Cheminformatics

Refinement of Molecular Descriptors for Diversity Analysis of Chemical Libraries

The search for lead compounds using computational tools (aka, virtual screening) requires chemical libraries. But there are many chemical libraries and it is time-consuming to search all of them. Therefore, a tool is required to decide on the similarity of these libraries and assess in selecting a diverse set of compounds that is representative of all available libraries. Such a tool uses molecular descriptors (such as BCUT) to perform the task. Herein, we refined these descriptors and verified that their performance has improved.

Development of Fragment-based Molecular Descriptors using Subgraph Mining

Molecular descriptors are also useful for performing quantitative structure-activity relationship (QSAR) studies as well. In these studies, a regression (or classification) model is generated to relate a set of molecular descriptors to the activity of the molecules in the study. The model can then be used to predict the activity of other molecules in a virtual screening process. Molecular descriptors are of many kinds, the fragment-based ones use counts of chemical fragments to describe molecules. Thus, they afford a mechanistic interpretation of the results in terms of essential pharmacophoric (or toxicophoric) elements responsible for the activity (or toxicity) of molecules. Herein, we developed fragment-based molecular descriptors using frequent subgraph mining (FSM); we used a labeled chemical graph representation of molecules and employed FSM to identify chemical-fragments (subgraphs) that occur in at least a fraction (σ) of all molecules in a dataset, see the following figure. We demonstrated (using variable-selection QSAR modeling) that the identified molecular descriptors afford higher discriminatory ability in classifying compounds compared to other commonly used molecular descriptors.

Graph representation of molecules, and finding fragments in at least 2 out of 3 molecules (σ = 2/3)

Development of Topological (2D) Pharmacophore Models using Subgraph Mining

Using the same steps in the previous figure, we can identify the common pharmacophoric groups in a set of active molecules sharing the same pharmacological effect. But this time we employed the classification-based association (CBA) technique, which selects the best combination of the fragments that are able to classify molecules as active or inactive. We demonstrated that the method affords higher discriminatory power in classifying compounds compared to other commonly used methods. Thus, it can be used in virtual screening for lead identification.

Developing Novel Scoring Function (MBI-Score) for Docked Protein-Ligand Complexes

We used graph representation of protein-ligand interfacial atoms in native complexes, and employed subgraph mining to extract patterns of atomic interaction. These are then used to score docked protein-ligand complexes to identify the correct binding mode, see the following figure. The uniqueness of this method is that it takes into account the ‘multi-body’ interaction effect, thus improving accuracy over current methods which use the summation of pair-wise interactions.
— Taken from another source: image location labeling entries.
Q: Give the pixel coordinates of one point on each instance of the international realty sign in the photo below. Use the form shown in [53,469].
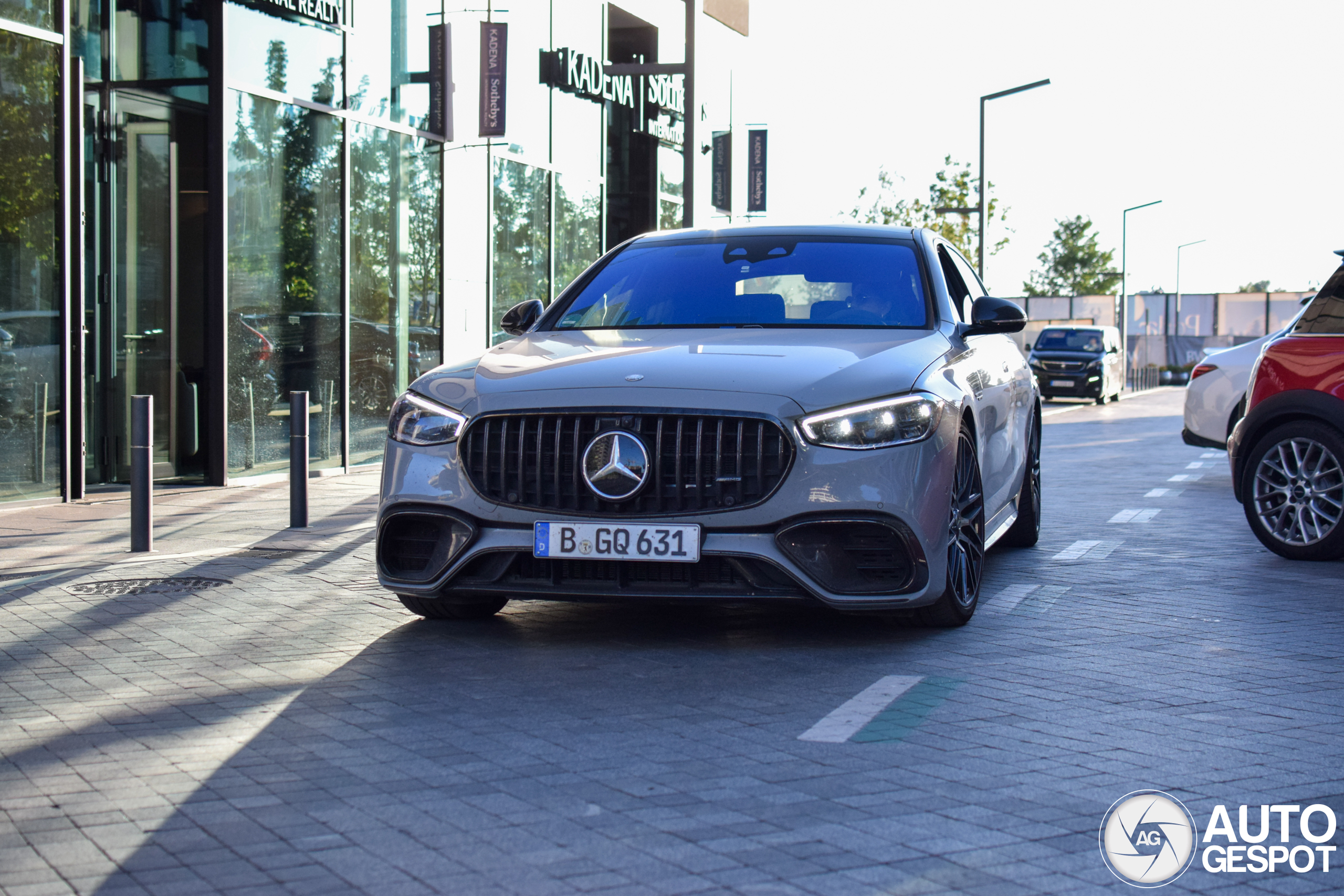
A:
[331,13]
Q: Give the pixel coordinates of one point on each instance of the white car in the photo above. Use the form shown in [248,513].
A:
[1217,395]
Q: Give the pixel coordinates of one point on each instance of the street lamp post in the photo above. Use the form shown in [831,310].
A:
[984,206]
[1178,281]
[1124,275]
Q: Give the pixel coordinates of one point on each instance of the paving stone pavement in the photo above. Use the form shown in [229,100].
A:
[275,723]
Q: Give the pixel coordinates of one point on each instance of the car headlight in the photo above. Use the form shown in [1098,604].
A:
[418,421]
[897,421]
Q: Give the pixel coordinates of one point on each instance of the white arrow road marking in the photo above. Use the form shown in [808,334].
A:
[853,715]
[1141,515]
[1076,550]
[1010,598]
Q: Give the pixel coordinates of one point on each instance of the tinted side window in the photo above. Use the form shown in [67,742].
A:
[956,287]
[968,276]
[1326,313]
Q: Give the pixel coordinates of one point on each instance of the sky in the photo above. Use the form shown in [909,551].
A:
[1226,112]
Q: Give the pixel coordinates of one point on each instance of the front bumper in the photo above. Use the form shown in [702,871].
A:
[734,567]
[906,488]
[1085,385]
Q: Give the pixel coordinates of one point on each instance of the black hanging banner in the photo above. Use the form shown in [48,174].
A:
[494,64]
[721,172]
[756,171]
[441,81]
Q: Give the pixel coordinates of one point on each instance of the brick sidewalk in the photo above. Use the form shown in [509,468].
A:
[97,531]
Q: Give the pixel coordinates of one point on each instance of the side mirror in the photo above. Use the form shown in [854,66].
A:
[995,316]
[522,318]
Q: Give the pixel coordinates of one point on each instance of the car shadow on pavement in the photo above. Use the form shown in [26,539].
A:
[498,755]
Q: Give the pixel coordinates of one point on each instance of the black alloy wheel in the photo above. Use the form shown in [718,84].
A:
[965,543]
[1026,531]
[1295,491]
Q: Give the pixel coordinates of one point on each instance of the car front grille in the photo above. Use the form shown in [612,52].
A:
[713,575]
[698,461]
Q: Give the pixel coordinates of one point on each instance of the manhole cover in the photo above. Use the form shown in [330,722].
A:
[147,586]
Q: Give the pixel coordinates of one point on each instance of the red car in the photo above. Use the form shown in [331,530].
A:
[1287,453]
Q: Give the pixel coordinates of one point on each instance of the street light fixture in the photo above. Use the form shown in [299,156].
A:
[983,205]
[1178,281]
[1124,275]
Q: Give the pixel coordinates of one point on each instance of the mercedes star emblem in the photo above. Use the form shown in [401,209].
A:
[616,465]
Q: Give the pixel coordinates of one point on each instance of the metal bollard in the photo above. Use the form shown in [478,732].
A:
[298,460]
[142,472]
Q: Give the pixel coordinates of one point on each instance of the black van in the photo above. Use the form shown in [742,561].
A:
[1078,362]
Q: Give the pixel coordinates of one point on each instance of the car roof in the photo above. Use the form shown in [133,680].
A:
[781,230]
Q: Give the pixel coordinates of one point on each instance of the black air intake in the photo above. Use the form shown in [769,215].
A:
[417,547]
[851,556]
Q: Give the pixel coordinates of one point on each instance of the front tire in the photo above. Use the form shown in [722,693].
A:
[965,544]
[1294,491]
[440,609]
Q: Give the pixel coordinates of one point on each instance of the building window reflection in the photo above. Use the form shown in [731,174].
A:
[579,226]
[522,238]
[284,315]
[395,282]
[30,319]
[287,57]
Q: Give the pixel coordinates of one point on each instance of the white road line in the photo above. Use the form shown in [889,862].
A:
[1046,598]
[853,715]
[1076,550]
[1010,597]
[1140,515]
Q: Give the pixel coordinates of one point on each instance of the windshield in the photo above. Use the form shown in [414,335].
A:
[760,281]
[1069,340]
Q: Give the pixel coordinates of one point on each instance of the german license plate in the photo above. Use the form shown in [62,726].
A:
[617,542]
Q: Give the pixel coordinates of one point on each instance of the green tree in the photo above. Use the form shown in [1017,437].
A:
[1073,263]
[953,187]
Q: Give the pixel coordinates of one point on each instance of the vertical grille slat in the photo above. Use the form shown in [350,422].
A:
[555,461]
[760,458]
[658,467]
[699,458]
[710,455]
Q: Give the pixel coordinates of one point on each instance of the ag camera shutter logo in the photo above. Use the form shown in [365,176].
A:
[1148,839]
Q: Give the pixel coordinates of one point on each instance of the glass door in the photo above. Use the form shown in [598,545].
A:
[144,343]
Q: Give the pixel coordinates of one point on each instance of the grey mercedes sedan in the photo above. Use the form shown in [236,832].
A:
[819,414]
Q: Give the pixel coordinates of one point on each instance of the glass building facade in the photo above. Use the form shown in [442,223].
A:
[218,203]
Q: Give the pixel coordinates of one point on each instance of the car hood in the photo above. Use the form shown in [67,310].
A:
[816,368]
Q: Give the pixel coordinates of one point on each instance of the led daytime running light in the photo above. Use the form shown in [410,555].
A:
[898,421]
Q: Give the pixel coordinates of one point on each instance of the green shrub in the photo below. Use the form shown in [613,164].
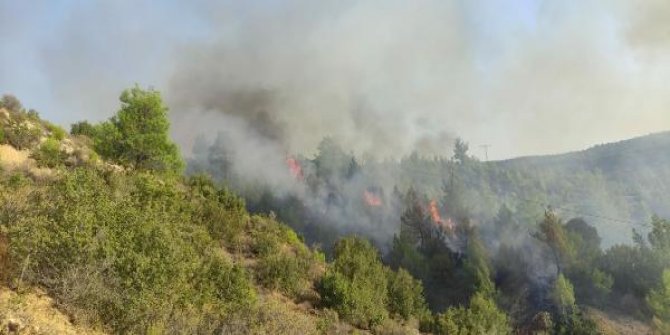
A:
[11,103]
[83,128]
[481,317]
[355,283]
[221,211]
[123,249]
[405,295]
[49,154]
[56,131]
[22,134]
[138,135]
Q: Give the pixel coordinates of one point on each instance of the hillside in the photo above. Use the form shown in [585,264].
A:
[92,244]
[101,231]
[632,175]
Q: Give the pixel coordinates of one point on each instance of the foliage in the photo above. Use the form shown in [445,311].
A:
[137,136]
[122,248]
[405,295]
[481,317]
[55,131]
[83,128]
[21,133]
[11,103]
[355,283]
[562,294]
[659,301]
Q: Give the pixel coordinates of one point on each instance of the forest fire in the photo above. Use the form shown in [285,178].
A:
[435,215]
[372,199]
[294,168]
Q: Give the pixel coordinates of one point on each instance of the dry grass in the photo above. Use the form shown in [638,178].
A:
[11,159]
[34,313]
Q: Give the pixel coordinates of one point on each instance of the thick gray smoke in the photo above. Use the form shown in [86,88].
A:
[386,77]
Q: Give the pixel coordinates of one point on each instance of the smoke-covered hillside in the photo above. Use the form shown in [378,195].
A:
[617,187]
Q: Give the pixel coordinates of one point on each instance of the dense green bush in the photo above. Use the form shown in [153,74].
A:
[55,131]
[481,317]
[22,134]
[138,135]
[122,248]
[83,128]
[11,103]
[405,295]
[355,283]
[222,212]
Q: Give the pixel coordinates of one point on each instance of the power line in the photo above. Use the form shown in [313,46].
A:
[581,213]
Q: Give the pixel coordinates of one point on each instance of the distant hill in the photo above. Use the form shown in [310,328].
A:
[616,186]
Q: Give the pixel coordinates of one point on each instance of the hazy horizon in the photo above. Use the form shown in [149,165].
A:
[385,78]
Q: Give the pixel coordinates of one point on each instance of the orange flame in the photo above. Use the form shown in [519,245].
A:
[371,199]
[295,168]
[435,215]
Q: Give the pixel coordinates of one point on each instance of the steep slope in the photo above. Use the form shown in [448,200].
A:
[620,185]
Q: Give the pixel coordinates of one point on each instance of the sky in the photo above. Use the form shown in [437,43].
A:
[385,78]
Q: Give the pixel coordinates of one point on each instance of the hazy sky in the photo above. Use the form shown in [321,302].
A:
[525,76]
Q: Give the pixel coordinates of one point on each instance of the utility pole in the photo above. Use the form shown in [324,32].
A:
[486,150]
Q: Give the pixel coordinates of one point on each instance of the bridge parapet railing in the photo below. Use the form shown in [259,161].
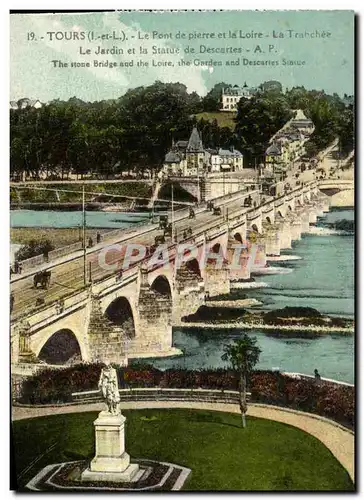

Native X-ray crystal structures (in green and blue) where interfacial atoms are connected by red lines are used to extract frequent patterns of interaction which can then be used in scoring docked protein-ligand complex.

Generating “Fragment-based Virtual Library” (FragVLib) by Pocket Similarity Search

FragVLib employs graph representation of interfacial atoms of native protein-ligand complexes and performs pocket similarity search to extract fragments sharing the same binding region. These can then be augmented to form new compounds and tested experimentally.

Formulate an Algorithm for Estimating the Entropy

In the field of computational chemistry, there are two major challenges. First, sampling of all possible conformation of molecules, particularly large ones such as proteins; second, the accuracy of scoring functions that are responsible for calculating the binding affinity between interacting molecules. The reason behind the inaccuracy of scoring functions is mainly due to the lack of the contributions of conformational entropy and solvation energy. To this end, we formulated an algorithm to estimate the entropy using the steepness of the curve of state energy; see the following figure.

Entropy is inversely related to the steepness of the curve for state energy; although state B has a greater value of potential energy, state A has greater entropy. While scoring functions lacking the entropy contribution will predict state B to have the lowest free energy (strongest binding affinity), state A might have lower free energy if entropy is considered.